The Washington Post by Michael Dirda ” they quickly discovered that they were, in many ways, soul mates”
The Washington Times by Martin Rubin “you can often sense them chafing against the frustration of waiting for replies”
The New York Times by Louis Bayard “conjoined by a torrent of words”
The Wall Street Journal by Brenda Cronin “a friendship born of letters”
Austin American-Statesman by Charles Ealy “the letters are rather extraordinary”
Pasadena Weekly by Bliss Bowen “the letters are as poignant and beautifully written as the relationship between their authors was unlikely”
The Guardian by Sarah Weinman “the affection between Macdonald and Welty grew deeper with every letter.”
Mystery Writer by Jon L. Breen “in effect, Macdonald and Welty have collaborated on a posthumous epistolary novel”
Goodreads by Bill Kerwin … reprinted in full, with the gracious permission of the author
When Kenneth Millar (detective novelist “Ross Macdonald”) read in a New York Times interview that Eudora Welty had once almost sent him a fan letter but then refrained because she feared to do so might be “icky,” he sent her a fan letter of his own. Thus began a correspondence that would last twelve years, from 1970 to 1982, only ending six months before Millar’s death from the complications of Alzheimer’s.

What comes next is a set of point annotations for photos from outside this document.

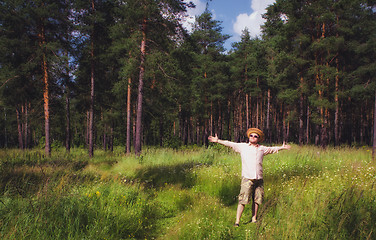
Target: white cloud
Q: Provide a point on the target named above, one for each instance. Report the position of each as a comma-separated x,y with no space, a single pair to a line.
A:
193,12
252,21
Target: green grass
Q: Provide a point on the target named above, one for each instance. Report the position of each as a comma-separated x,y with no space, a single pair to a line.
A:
310,193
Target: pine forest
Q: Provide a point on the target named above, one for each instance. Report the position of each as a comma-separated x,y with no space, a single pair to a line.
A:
102,73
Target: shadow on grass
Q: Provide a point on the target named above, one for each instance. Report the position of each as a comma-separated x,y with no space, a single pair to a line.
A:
25,178
351,215
162,175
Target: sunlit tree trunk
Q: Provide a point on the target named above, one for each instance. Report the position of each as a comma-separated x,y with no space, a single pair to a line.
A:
42,44
374,132
19,128
92,82
128,147
140,90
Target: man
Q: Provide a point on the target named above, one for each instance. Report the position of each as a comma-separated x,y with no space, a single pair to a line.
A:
252,154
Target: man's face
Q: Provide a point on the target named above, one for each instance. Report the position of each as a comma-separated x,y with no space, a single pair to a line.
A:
253,138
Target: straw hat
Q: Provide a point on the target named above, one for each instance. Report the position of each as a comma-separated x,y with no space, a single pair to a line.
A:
258,132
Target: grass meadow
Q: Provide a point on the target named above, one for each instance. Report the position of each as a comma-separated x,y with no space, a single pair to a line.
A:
190,193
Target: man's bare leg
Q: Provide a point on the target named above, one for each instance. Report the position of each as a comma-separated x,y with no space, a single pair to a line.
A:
254,212
239,213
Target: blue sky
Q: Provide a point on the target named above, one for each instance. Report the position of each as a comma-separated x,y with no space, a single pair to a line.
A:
234,14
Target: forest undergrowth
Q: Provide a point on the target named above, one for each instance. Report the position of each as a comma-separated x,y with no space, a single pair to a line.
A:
189,193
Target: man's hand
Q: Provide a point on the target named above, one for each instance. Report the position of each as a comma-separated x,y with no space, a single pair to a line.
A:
213,139
287,147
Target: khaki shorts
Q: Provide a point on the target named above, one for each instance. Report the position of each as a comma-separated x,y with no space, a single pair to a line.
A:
251,189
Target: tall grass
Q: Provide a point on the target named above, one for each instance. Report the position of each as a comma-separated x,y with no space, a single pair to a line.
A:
310,193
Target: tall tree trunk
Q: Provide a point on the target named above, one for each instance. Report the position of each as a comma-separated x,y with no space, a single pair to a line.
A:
19,128
374,132
67,106
67,119
128,147
140,90
5,129
247,109
92,82
257,105
26,127
91,111
268,118
42,43
307,127
301,112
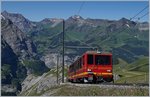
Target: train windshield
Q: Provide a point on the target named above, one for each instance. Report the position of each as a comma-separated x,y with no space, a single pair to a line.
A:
102,60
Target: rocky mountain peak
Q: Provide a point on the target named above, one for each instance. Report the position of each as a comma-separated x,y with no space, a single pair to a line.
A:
20,21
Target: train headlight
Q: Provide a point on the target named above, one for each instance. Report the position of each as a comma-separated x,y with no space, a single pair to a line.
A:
88,69
108,70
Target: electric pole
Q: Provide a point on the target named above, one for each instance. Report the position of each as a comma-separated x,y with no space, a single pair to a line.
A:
63,51
57,67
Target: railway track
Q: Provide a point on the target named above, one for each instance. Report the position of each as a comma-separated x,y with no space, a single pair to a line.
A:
110,85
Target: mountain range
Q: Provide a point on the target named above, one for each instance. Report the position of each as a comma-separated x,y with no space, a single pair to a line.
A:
26,42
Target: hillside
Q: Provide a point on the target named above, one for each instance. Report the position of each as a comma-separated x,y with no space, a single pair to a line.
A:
121,37
30,48
19,58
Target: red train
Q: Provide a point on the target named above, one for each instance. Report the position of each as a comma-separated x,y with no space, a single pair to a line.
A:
91,67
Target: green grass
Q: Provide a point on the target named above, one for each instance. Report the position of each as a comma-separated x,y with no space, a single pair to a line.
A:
136,72
99,91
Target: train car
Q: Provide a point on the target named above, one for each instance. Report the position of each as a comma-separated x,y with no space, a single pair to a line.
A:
91,67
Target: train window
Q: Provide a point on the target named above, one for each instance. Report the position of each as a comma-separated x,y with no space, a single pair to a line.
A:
90,59
102,60
80,62
83,60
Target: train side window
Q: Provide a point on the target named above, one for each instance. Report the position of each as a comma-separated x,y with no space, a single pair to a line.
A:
80,62
83,60
90,59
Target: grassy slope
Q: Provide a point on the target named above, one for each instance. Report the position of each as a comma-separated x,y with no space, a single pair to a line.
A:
136,72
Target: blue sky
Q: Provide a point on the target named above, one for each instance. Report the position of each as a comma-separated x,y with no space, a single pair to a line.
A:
36,11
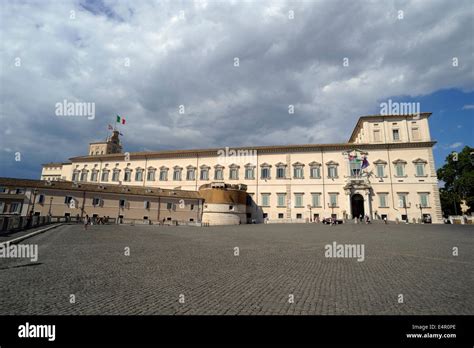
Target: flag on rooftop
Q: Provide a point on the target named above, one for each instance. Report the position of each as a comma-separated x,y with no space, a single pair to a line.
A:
120,119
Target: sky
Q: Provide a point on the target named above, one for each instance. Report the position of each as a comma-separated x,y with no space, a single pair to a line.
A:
199,74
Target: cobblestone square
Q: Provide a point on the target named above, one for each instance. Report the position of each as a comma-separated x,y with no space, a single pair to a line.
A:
199,266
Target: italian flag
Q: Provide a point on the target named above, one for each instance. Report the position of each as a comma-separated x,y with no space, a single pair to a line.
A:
120,119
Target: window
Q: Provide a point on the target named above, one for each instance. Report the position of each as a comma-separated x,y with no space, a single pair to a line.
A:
116,175
15,207
383,200
139,174
190,173
265,199
281,199
396,134
402,200
298,172
355,167
420,169
177,173
298,200
105,175
281,172
333,199
84,175
163,174
234,173
399,168
380,170
316,199
94,175
315,172
424,199
265,173
377,136
41,199
204,173
218,173
332,172
415,133
151,174
127,175
249,173
75,175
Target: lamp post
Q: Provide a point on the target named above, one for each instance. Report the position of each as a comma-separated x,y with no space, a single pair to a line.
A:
35,192
332,206
420,206
50,203
405,205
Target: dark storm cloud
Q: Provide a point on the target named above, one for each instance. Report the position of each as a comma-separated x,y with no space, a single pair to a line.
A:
182,53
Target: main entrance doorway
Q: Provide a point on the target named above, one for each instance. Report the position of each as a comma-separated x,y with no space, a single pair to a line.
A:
357,205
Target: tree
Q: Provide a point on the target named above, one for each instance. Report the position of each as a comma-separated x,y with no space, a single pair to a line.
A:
458,176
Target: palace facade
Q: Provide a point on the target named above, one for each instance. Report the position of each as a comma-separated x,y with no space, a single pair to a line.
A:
385,170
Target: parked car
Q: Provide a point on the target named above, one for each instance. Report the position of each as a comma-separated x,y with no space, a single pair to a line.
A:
327,221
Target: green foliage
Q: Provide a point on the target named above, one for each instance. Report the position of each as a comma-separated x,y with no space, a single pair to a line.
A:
458,175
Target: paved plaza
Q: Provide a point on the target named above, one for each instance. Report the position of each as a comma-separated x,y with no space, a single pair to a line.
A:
167,266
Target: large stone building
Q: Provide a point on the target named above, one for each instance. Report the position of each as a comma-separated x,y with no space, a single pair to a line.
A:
385,170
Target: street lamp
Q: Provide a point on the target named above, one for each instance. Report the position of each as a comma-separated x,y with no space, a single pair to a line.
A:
50,203
35,192
405,205
332,206
420,206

The times they met face to face could be counted almost on one hand, yet their first meeting—a year plus a week after the letters started, in the lobby of Manhattan’s Algonquin Hotel—established a close bond that grew more intense with each year. Although Welty was a maiden lady in her early 60’s, conventional in her morals, and Millar was a man in his late 50’s committed to his marriage (he was the husband of mystery novelist Margaret Millar), yet their epistolary romance—nuanced, deliberate in its purity, yet filled with an intense personal regard—is a testimony to human love just as moving as the letters of Heloise and Abelard or Elizabeth Barrett and Robert Browning.
I have heard it said that intense flirtation is tantamount to adultery, and I will concede that, in this age of instant messaging and Snapchat, this statement is usually true. But not here. Not in these letters.
Welty and Millar refuse to create any sort of mutual fantasy world. What they do instead is to share and explore the particular details of each others lives, their likes and dislikes, discovering in otherwise insignificant connections—a mutual friend, the joint affection for an obscure novel, a city they both once visited (or plan to visit), a shared literary contact or political opinion, a recent bird sighting, a few strikingly similar (or dissimilar) days of weather–a confluence of correspondences that may serve to bring the great rivers of their two selves together. (It is a metaphor that Welty would explore in her Pulitzer prize winning novel, The Optimist’s Daughter (1972), where she speaks of the union of the Mississippi and the Ohio at Cairo, Illinois: “All they could see was sky, water, birds, and confluence. It was the whole morning world.”)
This can be a sad book, and it gets even sadder toward the end. The reader feels each writer’s desire for the other’s presence in almost every line, a desire more poignant as Millar’s disease progresses. His letters grow more laconic and less frequent, until at the last it is just Welty who writes, conjuring the particular connections they share in an ever continuing litany, desperate to keep the confluence flowing even as it ebbs away.
Both are long dead now of course. But—thanks to biographers and editors Marr and Nolan—“there are letters.” And although they may not be “the whole morning world,” these letters are certainly a resplendent piece of it, a reminder of how two people—through the magic of their words and their chaste and ardent imaginations—once contrived to make “the whole morning world” shine.